Since the array will be small if the number of variables to add is small and won't escape the scope of our method, I think there is a decent chance that it will be allocated directly on the stack by the JIT, which may make the code quite fast.
I admit that I did not fully understand why the authors of the original code handled infinities, overflows, and NaNs the way they did. Here my code deviates from the original. (I hope I did not mess it up.)

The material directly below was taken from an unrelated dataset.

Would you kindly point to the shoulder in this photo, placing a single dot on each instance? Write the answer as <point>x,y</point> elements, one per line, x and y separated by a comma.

Either way, I can now sum up 3, 4, or n double numbers by doing:
public static final double add3(final double x0, final double x1,
final double x2) {
return __destructiveSum(new double[] { x0, x1, x2 });
}
public static final double add4(final double x0, final double x1,
final double x2, final double x3) {
return __destructiveSum(new double[] { x0, x1, x2, x3 });
}
If I want to sum up 3 or 4 long numbers and obtain the precise result as double, I will have to deal with the fact that doubles can only represent longs in -9007199254740992..9007199254740992L. But this can easily be done by splitting each long into two parts:
public static final long add3(final long x0, final long x1,
final long x2) {
double lx;
return __destructiveSum(new long[] {new double[] { //
lx = x0, //
(x0 - ((long) lx)), //
lx = x1, //
(x1 - ((long) lx)), //
lx = x2, //
(x2 - ((long) lx)), //
});
}
public static final long add4(final long x0, final long x1,
final long x2, final long x3) {
double lx;
return __destructiveSum(new long[] {new double[] { //
lx = x0, //
(x0 - ((long) lx)), //
lx = x1, //
(x1 - ((long) lx)), //
lx = x2, //
(x2 - ((long) lx)), //
lx = x3, //
(x3 - ((long) lx)), //
});
}
I think this should be about right. At least I can now add Double.MAX_VALUE, 1, and -Double.MAX_VALUE and get 1 as result.